RFID as the new foundation of sensor-driven supply networks

The net effect of eliminating inventory as the buffer that accommodates volatility in demand is that someone, somewhere, now has to manufacture products on demand. AMR Research data collected from over 450 retailers and manufacturers suggests that DDSN leaders are turning to RFID to instrument and accelerate their sensor-driven networks, particularly in more complex European supply networks, where RFID ranks as the 4th highest amongst the 22 categories of supply chain technology investments being made in 2006 and 2007. In the self-assessment of their own DDSN maturity, the 200 US respondents admitted to lagging their European counterparts in their migration to DDSN. RFID investments reflect this, with RFID ranking 15th in US supply chain technology investment priorities.

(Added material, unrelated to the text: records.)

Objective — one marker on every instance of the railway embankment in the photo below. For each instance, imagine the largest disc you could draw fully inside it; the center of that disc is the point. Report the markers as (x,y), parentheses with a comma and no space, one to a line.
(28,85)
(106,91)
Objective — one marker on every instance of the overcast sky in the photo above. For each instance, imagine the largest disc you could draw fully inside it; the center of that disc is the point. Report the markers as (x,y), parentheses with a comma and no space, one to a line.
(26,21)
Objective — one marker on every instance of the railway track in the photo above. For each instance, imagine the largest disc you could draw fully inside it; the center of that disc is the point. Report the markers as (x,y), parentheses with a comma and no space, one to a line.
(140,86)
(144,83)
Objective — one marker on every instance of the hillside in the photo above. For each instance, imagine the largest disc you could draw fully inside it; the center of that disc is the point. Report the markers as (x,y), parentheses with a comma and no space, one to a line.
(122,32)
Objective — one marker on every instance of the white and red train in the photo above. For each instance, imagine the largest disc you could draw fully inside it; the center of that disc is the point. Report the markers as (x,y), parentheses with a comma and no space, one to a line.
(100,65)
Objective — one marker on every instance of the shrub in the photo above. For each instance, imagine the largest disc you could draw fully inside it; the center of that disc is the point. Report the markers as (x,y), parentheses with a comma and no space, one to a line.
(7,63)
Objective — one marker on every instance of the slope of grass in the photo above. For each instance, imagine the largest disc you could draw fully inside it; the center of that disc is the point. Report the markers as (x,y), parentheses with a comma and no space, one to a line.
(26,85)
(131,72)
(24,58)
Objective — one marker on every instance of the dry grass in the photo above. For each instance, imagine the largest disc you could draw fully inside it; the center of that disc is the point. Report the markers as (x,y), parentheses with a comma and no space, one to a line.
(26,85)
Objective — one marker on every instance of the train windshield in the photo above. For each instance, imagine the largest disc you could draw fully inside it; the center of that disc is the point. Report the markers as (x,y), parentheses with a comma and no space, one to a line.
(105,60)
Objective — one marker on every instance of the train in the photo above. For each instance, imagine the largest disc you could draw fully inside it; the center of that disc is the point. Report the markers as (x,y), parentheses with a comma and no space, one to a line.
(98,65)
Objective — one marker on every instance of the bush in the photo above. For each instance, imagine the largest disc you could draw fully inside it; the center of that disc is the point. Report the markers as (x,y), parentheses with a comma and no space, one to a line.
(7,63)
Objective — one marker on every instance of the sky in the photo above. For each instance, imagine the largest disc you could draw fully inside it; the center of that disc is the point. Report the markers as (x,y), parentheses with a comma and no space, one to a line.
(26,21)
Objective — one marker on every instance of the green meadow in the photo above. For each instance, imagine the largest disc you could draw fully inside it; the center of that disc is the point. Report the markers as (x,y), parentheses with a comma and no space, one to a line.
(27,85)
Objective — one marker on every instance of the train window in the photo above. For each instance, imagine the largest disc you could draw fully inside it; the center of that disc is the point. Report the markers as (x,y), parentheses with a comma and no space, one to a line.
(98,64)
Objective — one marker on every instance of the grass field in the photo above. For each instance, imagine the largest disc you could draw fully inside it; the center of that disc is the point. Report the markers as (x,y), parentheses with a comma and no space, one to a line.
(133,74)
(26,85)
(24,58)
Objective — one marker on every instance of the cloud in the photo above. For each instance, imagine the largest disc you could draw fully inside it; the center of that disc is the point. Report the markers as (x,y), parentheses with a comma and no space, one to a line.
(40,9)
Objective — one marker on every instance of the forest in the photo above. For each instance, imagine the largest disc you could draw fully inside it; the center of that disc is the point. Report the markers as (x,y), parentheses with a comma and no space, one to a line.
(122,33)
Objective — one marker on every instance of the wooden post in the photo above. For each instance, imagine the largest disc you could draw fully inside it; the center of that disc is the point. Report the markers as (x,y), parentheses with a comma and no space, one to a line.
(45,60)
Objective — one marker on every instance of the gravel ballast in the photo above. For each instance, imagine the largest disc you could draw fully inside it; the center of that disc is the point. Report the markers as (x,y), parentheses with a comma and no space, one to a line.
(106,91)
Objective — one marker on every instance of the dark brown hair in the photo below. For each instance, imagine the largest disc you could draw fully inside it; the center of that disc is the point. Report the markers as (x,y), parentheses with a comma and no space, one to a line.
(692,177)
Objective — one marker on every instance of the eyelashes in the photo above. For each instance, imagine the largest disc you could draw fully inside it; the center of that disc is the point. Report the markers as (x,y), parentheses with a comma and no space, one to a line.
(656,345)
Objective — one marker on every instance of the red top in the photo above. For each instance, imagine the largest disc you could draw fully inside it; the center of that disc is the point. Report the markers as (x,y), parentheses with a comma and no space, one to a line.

For those that haven't taken the disciplined approach of Dow Chemicals in identifying and prioritizing the broad applicability of RFID and other sensor technologies (Dow identified 450 use cases), lots of help is available. EPCglobal has developed EPC/RFID Value Models for many industries (see EPCglobal Releases RFID Value Models for 3 Verticals). The Chemical Industry Data Exchange (CiDX) has documented its initial assessment of RFID use cases. Finally, the European Commission has launched the three-year BRIDGE (Building Radio frequency Identification solutions for the Global Environment) project to research and educate many industries on the business benefits of RFID (see Europe Launches Initiative to Drive RFID Adoption).